Sebastian

Posted on Jun 3

LLM Fine-Tuning Workshop: Improve Question-Answering Skills

#llm

Large Language Models are a fascinating technology that becomes embedded into several applications and products. In my blog series about LLMs, I stated the goal to design a closed-book question answering systems with LLMs as the core or sole components. Following my overview to question answer system architecture, this is the second article, and its focus is to add question-answering skills to a Gen1 LLM.

This article shows how to finetune the GPT2 LLM with the SQAUD question answering dataset. You will learn about the SQUAD dataset: Its origin, its structure, and how to preprocess it for training. You will then see how to fine-tune GPT2 with this dataset using the transformers library, and how to use the model with custom questions from any context.

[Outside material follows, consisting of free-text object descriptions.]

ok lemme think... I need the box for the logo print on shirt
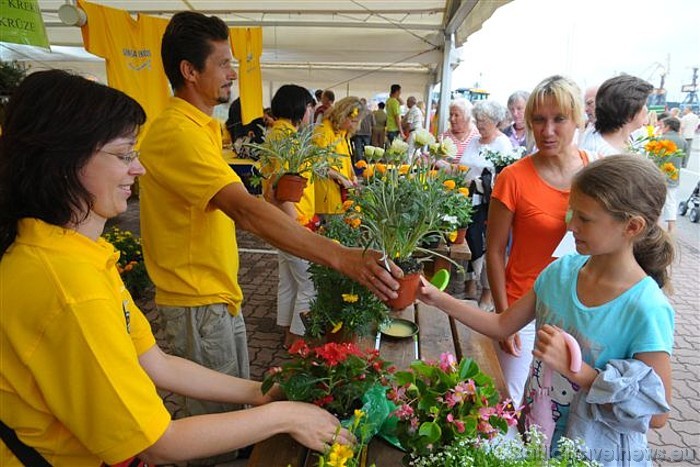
[122,300,131,334]
[122,48,152,71]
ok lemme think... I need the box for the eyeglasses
[99,149,140,165]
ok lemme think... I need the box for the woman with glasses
[0,70,352,466]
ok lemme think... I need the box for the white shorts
[662,186,678,222]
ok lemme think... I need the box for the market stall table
[247,301,506,467]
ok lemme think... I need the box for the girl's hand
[498,332,522,357]
[532,324,571,375]
[417,275,444,306]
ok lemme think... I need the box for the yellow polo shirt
[139,97,243,314]
[0,219,170,466]
[313,119,355,214]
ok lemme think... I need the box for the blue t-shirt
[525,254,674,447]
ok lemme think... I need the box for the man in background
[385,83,404,143]
[680,107,698,168]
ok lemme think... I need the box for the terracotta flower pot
[386,272,422,311]
[449,227,467,245]
[275,173,308,202]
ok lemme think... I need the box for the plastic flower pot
[386,272,422,311]
[275,173,308,202]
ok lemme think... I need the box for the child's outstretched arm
[418,276,535,341]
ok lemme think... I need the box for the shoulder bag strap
[0,420,51,466]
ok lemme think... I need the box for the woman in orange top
[486,75,593,405]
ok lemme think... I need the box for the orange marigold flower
[354,160,368,169]
[375,163,387,174]
[362,166,375,178]
[443,180,456,190]
[458,187,469,196]
[457,165,469,172]
[429,169,439,178]
[342,200,354,211]
[399,164,410,175]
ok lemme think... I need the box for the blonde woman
[314,96,361,215]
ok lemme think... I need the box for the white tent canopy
[4,1,509,125]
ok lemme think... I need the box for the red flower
[289,339,310,357]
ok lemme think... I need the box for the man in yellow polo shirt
[139,11,400,457]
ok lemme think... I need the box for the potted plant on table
[262,339,394,419]
[303,214,391,342]
[387,353,520,460]
[348,138,460,310]
[246,124,340,202]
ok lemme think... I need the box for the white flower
[389,138,409,155]
[413,129,436,147]
[364,145,376,158]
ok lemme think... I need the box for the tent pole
[437,32,454,135]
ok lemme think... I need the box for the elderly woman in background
[439,98,480,164]
[486,75,593,405]
[314,96,361,215]
[502,91,530,148]
[459,100,513,308]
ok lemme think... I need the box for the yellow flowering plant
[303,215,390,340]
[318,410,377,467]
[101,226,152,299]
[638,138,684,182]
[348,147,459,274]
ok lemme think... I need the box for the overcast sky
[453,0,700,105]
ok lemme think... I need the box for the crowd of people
[0,8,696,467]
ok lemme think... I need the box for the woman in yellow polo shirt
[313,96,361,215]
[264,84,318,347]
[0,70,352,466]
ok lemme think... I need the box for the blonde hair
[572,155,674,289]
[525,75,584,131]
[326,96,362,135]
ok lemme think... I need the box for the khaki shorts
[157,303,249,418]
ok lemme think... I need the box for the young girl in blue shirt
[418,154,674,454]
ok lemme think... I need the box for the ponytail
[634,223,674,290]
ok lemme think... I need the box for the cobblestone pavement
[114,198,700,466]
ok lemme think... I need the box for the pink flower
[393,404,414,420]
[446,413,466,433]
[439,352,457,372]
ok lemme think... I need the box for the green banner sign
[0,0,50,49]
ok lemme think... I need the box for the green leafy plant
[408,425,600,467]
[482,147,525,172]
[347,145,455,273]
[0,60,28,96]
[317,409,377,467]
[387,353,520,457]
[245,124,340,186]
[436,172,473,231]
[262,340,394,419]
[101,227,152,299]
[304,215,389,339]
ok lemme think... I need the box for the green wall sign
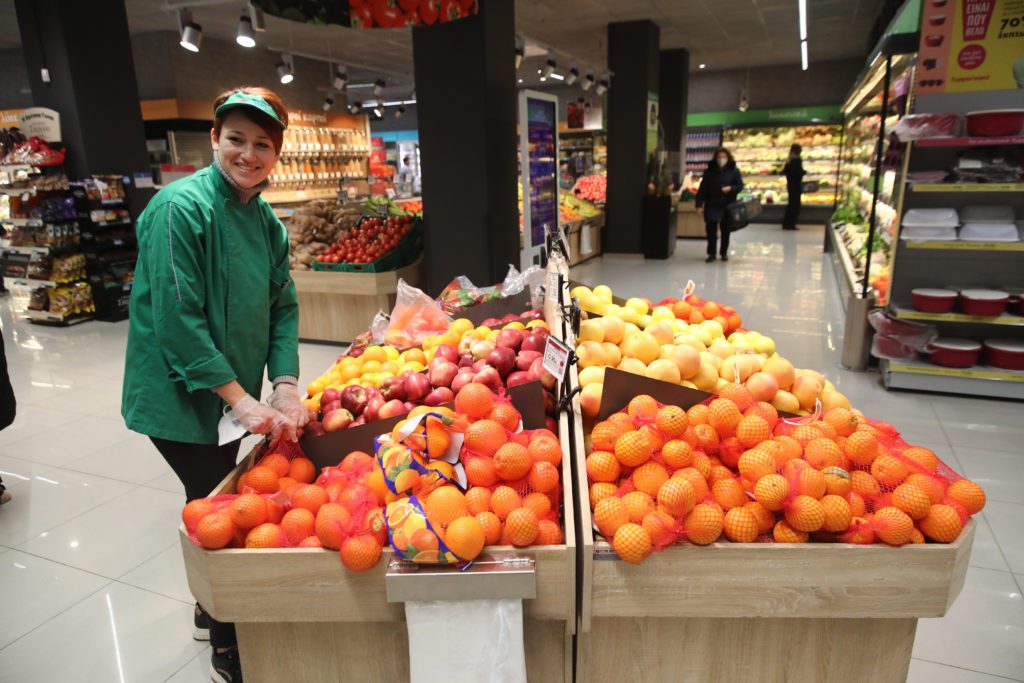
[686,105,842,128]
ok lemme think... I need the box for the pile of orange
[586,392,985,563]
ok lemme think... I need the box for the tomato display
[318,215,416,264]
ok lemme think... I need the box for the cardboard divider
[458,290,535,325]
[598,367,713,420]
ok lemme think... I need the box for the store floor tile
[954,445,1024,506]
[119,543,194,605]
[913,566,1024,680]
[908,658,1022,682]
[0,550,109,649]
[0,454,50,490]
[62,430,174,485]
[0,582,205,682]
[166,648,212,683]
[968,514,1012,573]
[983,501,1024,574]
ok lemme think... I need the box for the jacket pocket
[270,265,291,291]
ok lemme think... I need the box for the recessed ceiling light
[698,63,706,69]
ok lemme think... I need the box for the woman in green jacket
[122,87,306,683]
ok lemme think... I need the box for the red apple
[379,399,409,420]
[428,360,459,388]
[304,420,325,437]
[471,359,487,374]
[381,377,406,402]
[321,387,342,406]
[529,357,557,391]
[516,350,542,371]
[323,408,354,432]
[459,353,475,368]
[544,390,557,415]
[403,401,417,413]
[424,386,455,406]
[545,416,558,433]
[339,385,368,416]
[485,346,517,377]
[521,333,546,353]
[434,344,458,363]
[451,370,476,393]
[364,395,385,422]
[351,415,366,427]
[404,372,431,402]
[495,328,524,351]
[473,366,502,392]
[506,370,532,387]
[321,399,341,416]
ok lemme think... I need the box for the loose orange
[195,512,234,549]
[612,523,652,563]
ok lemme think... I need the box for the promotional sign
[646,92,659,156]
[254,0,478,28]
[519,91,559,261]
[17,107,61,142]
[917,0,1024,94]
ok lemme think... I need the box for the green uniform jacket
[122,165,299,444]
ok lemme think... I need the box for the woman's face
[211,111,280,188]
[716,154,728,167]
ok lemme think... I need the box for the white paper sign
[683,279,696,297]
[580,223,592,255]
[17,107,61,142]
[542,335,571,380]
[545,271,559,307]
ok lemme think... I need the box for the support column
[605,20,660,254]
[412,0,518,295]
[14,0,150,181]
[659,49,689,189]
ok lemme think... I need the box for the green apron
[122,165,299,444]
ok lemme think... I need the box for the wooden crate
[566,362,976,683]
[292,255,424,344]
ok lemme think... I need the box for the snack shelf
[915,135,1024,147]
[882,357,1024,399]
[1,245,62,255]
[1,217,44,227]
[3,276,80,288]
[902,240,1024,251]
[891,306,1024,327]
[910,183,1024,193]
[263,188,340,204]
[24,309,94,326]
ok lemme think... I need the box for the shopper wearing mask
[782,143,805,231]
[122,87,307,683]
[696,147,744,262]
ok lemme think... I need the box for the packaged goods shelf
[882,358,1024,399]
[891,306,1024,327]
[903,240,1024,252]
[910,183,1024,193]
[915,135,1024,147]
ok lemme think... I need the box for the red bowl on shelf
[966,110,1024,137]
[960,289,1009,316]
[927,338,982,368]
[911,288,958,313]
[984,339,1024,370]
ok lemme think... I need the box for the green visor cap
[214,92,286,129]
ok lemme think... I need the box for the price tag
[386,188,396,199]
[683,280,696,297]
[546,271,559,306]
[542,335,571,380]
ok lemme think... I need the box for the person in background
[0,333,14,504]
[398,155,415,196]
[695,147,744,262]
[782,143,805,231]
[122,86,308,683]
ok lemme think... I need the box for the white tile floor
[0,223,1019,682]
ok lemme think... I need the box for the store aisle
[0,224,1019,681]
[577,224,1024,683]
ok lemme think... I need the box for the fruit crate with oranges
[567,362,975,683]
[179,298,577,682]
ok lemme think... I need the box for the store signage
[917,0,1024,93]
[542,335,572,381]
[17,107,61,142]
[686,106,842,127]
[525,95,558,248]
[252,0,477,28]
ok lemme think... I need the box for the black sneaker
[705,255,715,263]
[193,604,211,641]
[210,647,243,683]
[721,254,729,262]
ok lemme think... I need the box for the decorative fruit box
[566,361,975,683]
[179,325,576,683]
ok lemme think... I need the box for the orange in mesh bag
[587,393,987,562]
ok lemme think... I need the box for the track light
[277,55,294,84]
[595,79,608,96]
[333,67,348,91]
[373,79,386,96]
[566,67,579,85]
[322,94,334,111]
[349,100,362,115]
[699,63,707,69]
[514,36,524,69]
[372,103,383,118]
[395,105,406,118]
[738,90,750,112]
[581,73,595,90]
[178,10,202,52]
[542,55,556,79]
[248,2,266,31]
[236,15,255,47]
[584,100,591,110]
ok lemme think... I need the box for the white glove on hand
[230,394,289,441]
[268,382,311,442]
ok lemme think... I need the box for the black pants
[150,436,241,649]
[0,333,15,431]
[783,192,802,229]
[705,219,729,257]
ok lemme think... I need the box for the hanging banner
[253,0,478,29]
[916,0,1024,94]
[17,108,61,143]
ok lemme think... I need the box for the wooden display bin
[566,362,976,683]
[676,200,705,238]
[180,293,576,682]
[292,255,424,344]
[567,214,604,267]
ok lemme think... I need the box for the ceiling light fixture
[322,94,334,111]
[372,103,383,118]
[542,54,556,79]
[333,66,348,91]
[738,90,749,112]
[395,104,405,118]
[248,2,266,31]
[799,0,809,70]
[595,79,608,96]
[235,14,256,48]
[276,54,294,84]
[373,78,386,96]
[699,63,706,69]
[566,67,579,85]
[581,73,595,90]
[349,100,362,115]
[800,39,809,71]
[177,9,202,53]
[549,72,564,81]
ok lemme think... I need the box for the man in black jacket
[695,147,744,262]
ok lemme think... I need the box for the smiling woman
[121,85,306,683]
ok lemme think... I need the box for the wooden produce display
[180,298,577,682]
[565,351,976,683]
[566,214,604,267]
[676,200,705,238]
[292,255,424,344]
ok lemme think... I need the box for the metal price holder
[385,552,537,603]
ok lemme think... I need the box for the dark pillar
[14,0,150,181]
[659,49,689,189]
[605,20,660,254]
[412,0,518,295]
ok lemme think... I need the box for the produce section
[724,124,841,206]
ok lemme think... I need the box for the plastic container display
[872,333,918,360]
[892,112,963,141]
[960,289,1009,316]
[959,205,1015,223]
[902,208,960,227]
[958,223,1021,242]
[927,338,982,368]
[966,109,1024,137]
[911,288,958,313]
[984,339,1024,370]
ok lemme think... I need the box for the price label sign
[542,335,571,381]
[546,271,559,307]
[683,280,696,297]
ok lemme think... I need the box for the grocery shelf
[1,217,43,226]
[827,221,861,307]
[910,183,1024,193]
[3,276,61,288]
[1,245,54,255]
[915,135,1024,147]
[262,188,340,204]
[24,309,94,326]
[882,358,1024,400]
[891,306,1024,327]
[903,240,1024,252]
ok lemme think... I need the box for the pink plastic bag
[385,279,452,349]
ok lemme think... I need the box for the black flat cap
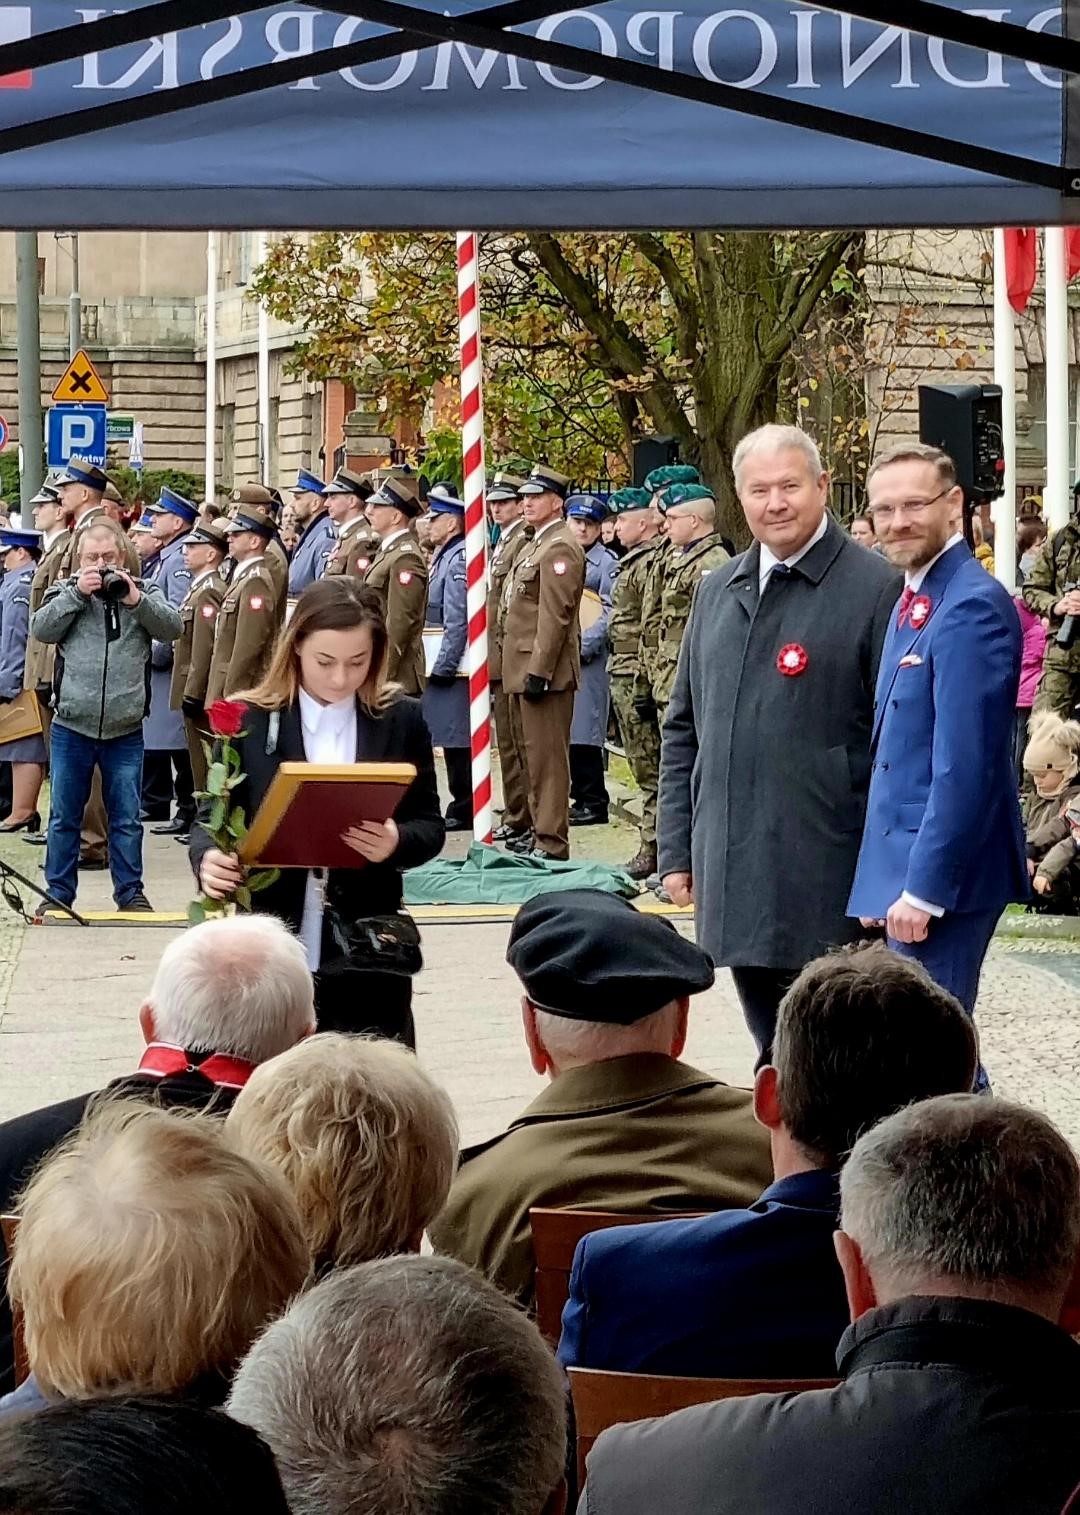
[507,889,714,1023]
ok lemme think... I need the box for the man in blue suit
[558,947,977,1379]
[848,444,1028,1030]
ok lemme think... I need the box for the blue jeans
[45,724,145,907]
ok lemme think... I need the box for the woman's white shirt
[297,687,358,971]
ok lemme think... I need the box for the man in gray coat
[659,424,899,1057]
[33,522,183,913]
[579,1095,1080,1515]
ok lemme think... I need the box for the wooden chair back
[529,1208,709,1346]
[0,1215,27,1388]
[568,1366,839,1488]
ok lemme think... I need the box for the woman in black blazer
[189,578,445,1046]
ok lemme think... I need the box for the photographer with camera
[32,522,183,913]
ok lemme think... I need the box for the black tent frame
[0,0,1073,195]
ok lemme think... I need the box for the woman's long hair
[240,578,398,714]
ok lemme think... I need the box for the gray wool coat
[658,516,900,970]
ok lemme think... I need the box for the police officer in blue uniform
[0,530,47,832]
[421,483,472,830]
[287,468,336,594]
[567,493,618,826]
[142,487,197,835]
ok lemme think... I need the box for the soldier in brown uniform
[501,465,585,862]
[206,510,281,704]
[170,519,230,795]
[52,460,139,869]
[229,486,288,621]
[486,471,533,846]
[322,467,380,578]
[364,475,428,696]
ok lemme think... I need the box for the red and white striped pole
[457,231,493,844]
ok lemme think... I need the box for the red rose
[207,699,248,738]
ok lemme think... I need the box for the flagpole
[1045,226,1071,533]
[204,231,217,502]
[992,228,1017,593]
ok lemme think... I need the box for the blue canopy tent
[0,0,1071,228]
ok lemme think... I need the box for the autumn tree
[253,230,861,542]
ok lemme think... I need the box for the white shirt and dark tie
[297,687,357,971]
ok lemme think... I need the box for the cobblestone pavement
[0,791,1077,1149]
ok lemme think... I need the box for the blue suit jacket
[848,542,1027,919]
[557,1170,847,1379]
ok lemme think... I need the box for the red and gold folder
[238,762,417,870]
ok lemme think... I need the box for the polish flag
[1004,227,1080,313]
[0,8,32,90]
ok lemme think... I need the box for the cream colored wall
[0,231,207,299]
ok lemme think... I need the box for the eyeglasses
[868,488,951,524]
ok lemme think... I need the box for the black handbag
[320,908,423,979]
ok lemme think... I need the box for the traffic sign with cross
[51,349,109,405]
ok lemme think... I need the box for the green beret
[644,463,700,493]
[608,487,652,513]
[659,482,716,514]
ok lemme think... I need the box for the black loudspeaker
[917,383,1005,501]
[633,435,680,487]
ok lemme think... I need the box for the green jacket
[609,537,662,678]
[428,1052,772,1307]
[1023,523,1080,670]
[655,533,731,704]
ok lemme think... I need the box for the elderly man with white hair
[0,913,315,1391]
[581,1095,1080,1515]
[658,423,900,1060]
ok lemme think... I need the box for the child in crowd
[1014,598,1048,784]
[1023,712,1080,911]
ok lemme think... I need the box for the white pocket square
[898,654,923,668]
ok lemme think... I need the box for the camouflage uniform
[653,532,731,710]
[1022,523,1080,718]
[634,538,671,710]
[609,536,663,859]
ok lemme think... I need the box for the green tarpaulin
[403,843,637,905]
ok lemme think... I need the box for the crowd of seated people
[0,889,1077,1515]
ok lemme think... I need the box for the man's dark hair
[771,946,977,1169]
[0,1396,290,1515]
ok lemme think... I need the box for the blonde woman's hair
[9,1102,309,1400]
[240,577,397,714]
[226,1034,459,1271]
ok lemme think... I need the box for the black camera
[1057,581,1080,649]
[95,567,128,601]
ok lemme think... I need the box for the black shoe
[139,809,170,823]
[173,832,191,845]
[150,817,191,836]
[0,811,41,834]
[78,858,109,872]
[493,823,529,842]
[624,849,658,881]
[443,815,470,832]
[504,831,535,854]
[527,847,565,863]
[569,807,609,827]
[120,891,153,912]
[22,832,47,847]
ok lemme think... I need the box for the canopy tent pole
[256,231,270,488]
[204,230,217,502]
[1045,227,1071,533]
[457,231,493,846]
[992,228,1017,593]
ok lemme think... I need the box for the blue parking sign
[47,404,107,468]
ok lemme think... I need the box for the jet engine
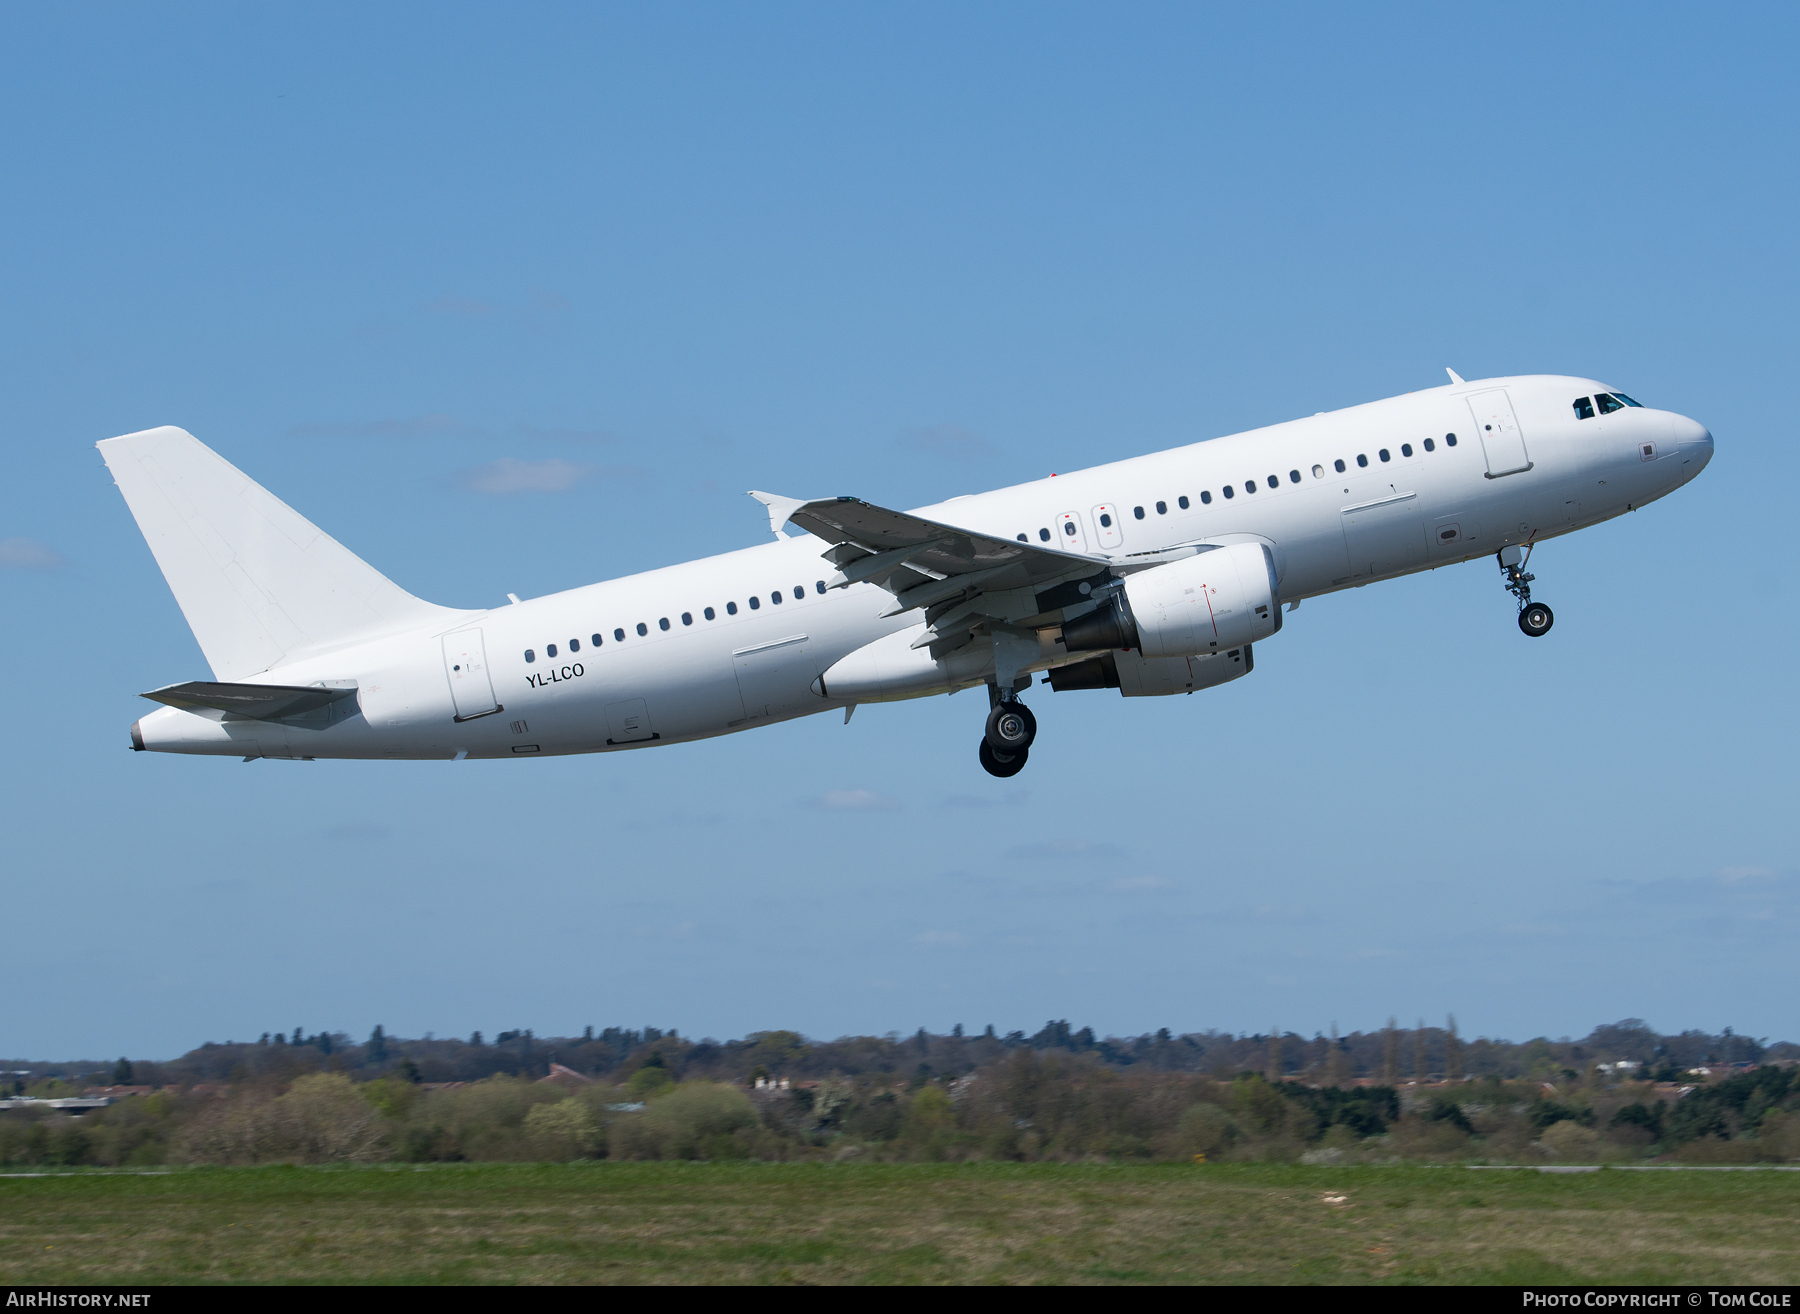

The technical context of this article is Python v3.11 and transformers v4.37.2. All instructions should work with newer versions of the tools as well.

This article originally appeared at my blog admantium.com.

Question Answering Datasets

In classical NLP, question answering capabilities are considered as an advanced task. Models trained for this task are provided with a context section and a question, and then need to find the relevant spans in the context that best matches the question. Earlier, non LLM models were often trained to just identify the starting and ending position of the answer, and this still is the dominant form of available datasets.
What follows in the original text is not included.